Researchers from Professor Sadler and Professor O’Connor’s groups in the Warwick Department of Chemistry and Professor Hui Chao’s group at Sun-Yat Sen demonstrated that iridium can be used to kill cancer cells without harming healthy tissue. The researchers created a compound of iridium and organic material which can be directly targeted towards cancer cells. These compounds then transfer energy into them , which turns the diatomic oxygen molecules inside the cells into singlet oxygen, a high-energy form of the element which is toxic to cells and leads to their destruction.

Cancer cells are killed by iridium metal, which has also been found in remnants  from the asteroid that wiped out the dinosaurs many million years ago…

The process of photochemotherapy, which is the use of high-frequency light to target cancer cells, was used to activate the iridium compound from the outside. This was done by shining a laser at the cancerous area. The red light can penetrate the skin to reach the light-reactive coating on the iridium compound, thereby activating it. It was found to penetrate and infuse into every layer of the tumour. In this way, the novel treatment kills the tumour cells exclusively, by damaging the proteins for heat shock stresses and glucose metabolism which have both been identified as key biochemical pathways in the development of cancers.

The compound was later found to cause no harm to healthy tissue, demonstrating the highly effective, safe and specific approach of this method of potential treatment. Researchers could gain an unprecedented view of the individual proteins inside the cancer cells that were binding to the iridium compound using ultra-high mass spectrometry facilities. In this way, scientists will be able to not only specifically kill tumour cells but also observe how the iridium-organic compound operates inside the cells to kill them. Professor Peter O’Connor noted that “remarkable advances in modern mass spectrometry now allow us to analyse complex mixtures in proteins in cancer cells and pinpoint drug targets, on instruments that are sensitive enough to weigh even a single electron!” and the University of Warwick is a world-class centre of analytical sciences with state-of-the-art facilities for this type of experiment.

The compound was later found to cause no harm to healthy tissue…

Iridium was first discovered in 1803 – it’s very rare on Earth but has been found to be present in huge quantities on asteroids flying through space. This has led to the theory that its spatial distribution on Earth is due to the gigantic asteroid that struck the planet and led to the extinction of the dinosaurs.
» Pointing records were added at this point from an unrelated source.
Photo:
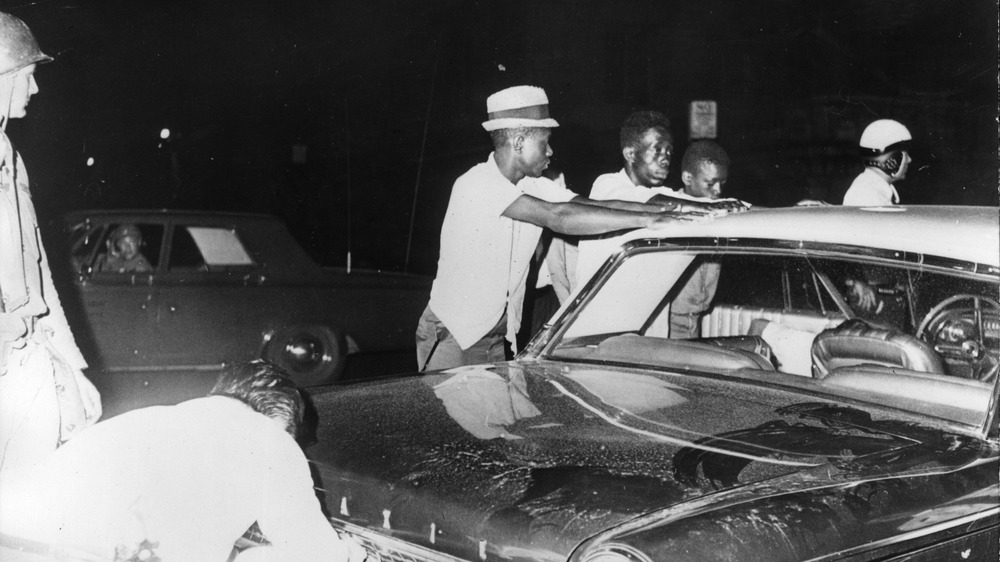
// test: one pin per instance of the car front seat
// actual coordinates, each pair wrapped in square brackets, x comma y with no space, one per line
[855,342]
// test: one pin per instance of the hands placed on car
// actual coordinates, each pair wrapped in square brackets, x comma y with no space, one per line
[716,208]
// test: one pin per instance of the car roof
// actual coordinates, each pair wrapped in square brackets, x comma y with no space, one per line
[963,233]
[161,214]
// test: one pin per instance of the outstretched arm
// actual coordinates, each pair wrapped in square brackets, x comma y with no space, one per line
[680,205]
[580,218]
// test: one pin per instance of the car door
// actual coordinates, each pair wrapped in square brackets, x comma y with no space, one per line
[119,307]
[212,304]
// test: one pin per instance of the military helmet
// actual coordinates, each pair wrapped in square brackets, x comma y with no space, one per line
[18,47]
[124,231]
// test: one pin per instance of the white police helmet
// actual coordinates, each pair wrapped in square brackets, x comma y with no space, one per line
[882,136]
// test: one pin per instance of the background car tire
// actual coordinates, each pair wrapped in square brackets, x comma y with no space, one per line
[310,354]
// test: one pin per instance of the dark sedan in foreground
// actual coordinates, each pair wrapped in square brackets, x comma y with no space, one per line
[805,423]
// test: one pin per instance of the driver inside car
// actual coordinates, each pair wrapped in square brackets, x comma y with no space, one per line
[123,255]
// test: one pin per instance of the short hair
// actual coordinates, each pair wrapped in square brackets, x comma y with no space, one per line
[501,136]
[638,122]
[266,389]
[702,151]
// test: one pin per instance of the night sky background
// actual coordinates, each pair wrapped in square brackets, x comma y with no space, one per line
[351,120]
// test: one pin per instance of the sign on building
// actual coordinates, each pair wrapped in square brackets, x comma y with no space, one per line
[703,120]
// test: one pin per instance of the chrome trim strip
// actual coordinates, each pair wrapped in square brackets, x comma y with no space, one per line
[384,547]
[929,530]
[167,368]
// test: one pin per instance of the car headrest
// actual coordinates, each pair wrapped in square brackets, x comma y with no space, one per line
[855,342]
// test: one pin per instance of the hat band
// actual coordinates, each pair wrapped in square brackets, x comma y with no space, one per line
[530,112]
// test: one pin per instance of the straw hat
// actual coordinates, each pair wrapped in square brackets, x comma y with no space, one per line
[519,106]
The metal is yellow in colour with a melting point of over 2400 degree Celsius and  is very hard and brittle. Iridium is the second densest metal in the world as well as the most resistant to corrosion, belonging to the same family of metals as platinum which is also widely used in chemotherapy treatments. “It’s certainly now time to try to make good medical use of the iridium delivered to us by an asteroid 66 million years ago!”, remarked Professor Peter Sadler, excited about the future development and implications of this research.